MAN’S unhealthy relationship with technology takes a sinister turn in Wally Pfister’s ham-fisted sci-fi thriller, which imagines the consequences of an artificial intelligence running amok in the digital realm.

The high-brow concept of Jack Paglen’s undernourished script is at odds with the whiz-bang pyrotechnics that director Pfister is asked to deliver in the muddled second act, ultimately starving the film of jeopardy.

Transcendence opens in California in the aftermath of a global blackout.

“The internet was meant to make the world a smaller place but it actually feels smaller without it,” muses Dr Max Waters (Paul Bettany).

We rewind to five years earlier, where Dr Waters’s good friend Dr Will Caster (Johnny Depp), a pioneer in the field of artificial intelligence, lives with his wife Evelyn (Rebecca Hall).

They are at the forefront of a scientific vanguard, which hopes to create a machine with sentience but extremists shoot Will with a poloniumtainted bullet.

With a month to live, Will uploads his mind to a supercomputer and then makes the leap into the digital abyss and every hard drive on the planet.

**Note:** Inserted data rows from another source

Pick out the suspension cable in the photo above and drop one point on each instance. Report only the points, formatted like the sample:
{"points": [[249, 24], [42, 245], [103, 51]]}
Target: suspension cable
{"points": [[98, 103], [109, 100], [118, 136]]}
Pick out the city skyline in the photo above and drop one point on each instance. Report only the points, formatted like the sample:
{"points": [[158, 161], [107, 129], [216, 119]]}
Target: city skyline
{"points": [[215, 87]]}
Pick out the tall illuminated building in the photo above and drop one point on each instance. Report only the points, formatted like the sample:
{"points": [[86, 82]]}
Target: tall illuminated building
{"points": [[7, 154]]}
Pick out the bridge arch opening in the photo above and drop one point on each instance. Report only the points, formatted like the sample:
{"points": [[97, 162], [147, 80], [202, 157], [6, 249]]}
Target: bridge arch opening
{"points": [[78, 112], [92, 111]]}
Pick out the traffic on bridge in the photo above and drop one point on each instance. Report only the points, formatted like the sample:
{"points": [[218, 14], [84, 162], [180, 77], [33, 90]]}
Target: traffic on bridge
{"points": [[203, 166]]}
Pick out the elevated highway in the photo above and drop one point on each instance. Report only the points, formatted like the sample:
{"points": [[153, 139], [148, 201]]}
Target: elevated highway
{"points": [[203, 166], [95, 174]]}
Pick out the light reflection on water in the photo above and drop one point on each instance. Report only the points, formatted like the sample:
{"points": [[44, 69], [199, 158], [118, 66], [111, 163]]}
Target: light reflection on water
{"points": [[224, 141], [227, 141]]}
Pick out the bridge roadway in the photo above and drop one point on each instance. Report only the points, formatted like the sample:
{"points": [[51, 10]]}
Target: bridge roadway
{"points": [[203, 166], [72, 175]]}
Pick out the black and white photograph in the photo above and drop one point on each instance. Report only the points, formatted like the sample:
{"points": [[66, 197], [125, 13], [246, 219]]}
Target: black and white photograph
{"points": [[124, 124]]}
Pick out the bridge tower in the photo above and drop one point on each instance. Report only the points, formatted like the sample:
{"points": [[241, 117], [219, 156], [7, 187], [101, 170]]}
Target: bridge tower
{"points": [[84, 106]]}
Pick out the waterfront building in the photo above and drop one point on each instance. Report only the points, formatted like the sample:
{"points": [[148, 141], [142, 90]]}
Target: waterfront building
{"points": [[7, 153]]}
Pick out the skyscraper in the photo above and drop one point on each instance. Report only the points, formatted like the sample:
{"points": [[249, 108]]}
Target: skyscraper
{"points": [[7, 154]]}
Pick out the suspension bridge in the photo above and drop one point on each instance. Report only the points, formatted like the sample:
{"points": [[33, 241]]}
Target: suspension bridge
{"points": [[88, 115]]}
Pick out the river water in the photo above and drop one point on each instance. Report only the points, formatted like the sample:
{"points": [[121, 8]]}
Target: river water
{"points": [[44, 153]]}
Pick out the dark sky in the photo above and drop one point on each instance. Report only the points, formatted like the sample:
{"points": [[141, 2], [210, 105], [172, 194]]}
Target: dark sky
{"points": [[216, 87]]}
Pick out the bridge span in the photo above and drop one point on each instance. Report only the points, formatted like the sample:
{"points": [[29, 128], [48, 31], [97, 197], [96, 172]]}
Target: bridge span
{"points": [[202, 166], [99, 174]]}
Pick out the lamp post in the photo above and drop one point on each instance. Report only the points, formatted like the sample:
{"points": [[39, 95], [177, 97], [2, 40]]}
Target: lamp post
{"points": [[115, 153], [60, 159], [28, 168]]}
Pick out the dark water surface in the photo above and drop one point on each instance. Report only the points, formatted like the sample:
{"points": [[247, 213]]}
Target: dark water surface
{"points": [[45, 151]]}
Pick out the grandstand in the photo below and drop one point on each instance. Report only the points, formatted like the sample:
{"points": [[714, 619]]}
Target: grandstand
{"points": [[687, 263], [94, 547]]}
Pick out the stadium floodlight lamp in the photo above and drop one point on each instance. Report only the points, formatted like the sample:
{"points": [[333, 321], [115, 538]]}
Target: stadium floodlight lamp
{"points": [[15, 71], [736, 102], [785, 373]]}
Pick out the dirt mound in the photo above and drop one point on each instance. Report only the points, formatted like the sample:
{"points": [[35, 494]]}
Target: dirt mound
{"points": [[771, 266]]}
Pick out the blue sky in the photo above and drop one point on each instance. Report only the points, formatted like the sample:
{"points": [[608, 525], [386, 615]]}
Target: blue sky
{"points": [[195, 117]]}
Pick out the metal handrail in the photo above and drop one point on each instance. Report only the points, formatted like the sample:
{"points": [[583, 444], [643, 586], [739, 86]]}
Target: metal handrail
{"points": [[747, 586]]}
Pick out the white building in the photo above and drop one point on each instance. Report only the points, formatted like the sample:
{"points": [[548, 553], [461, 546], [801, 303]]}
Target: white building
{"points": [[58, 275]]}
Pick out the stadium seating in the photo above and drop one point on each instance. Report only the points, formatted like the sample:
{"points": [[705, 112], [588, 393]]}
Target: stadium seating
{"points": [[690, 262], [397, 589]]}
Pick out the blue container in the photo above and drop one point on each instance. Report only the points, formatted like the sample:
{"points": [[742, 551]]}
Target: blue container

As Will’s thirst for knowledge intensifies, Dr Waters joins forces with fellow academic Joseph Tagger (Morgan Freeman), FBI agent Donald Buchanan (Cillian Murphy) and military man Colonel Stevens (Cole Hauser) to create a virus that will corrupt Will and protect mankind from his insidious influence. Transcendence begins promisingly, but screenwriter Paglen struggles to sustain dramatic momentum and the final hour unfolds at a pedestrian pace that makes the running time seem closer to three hours than two.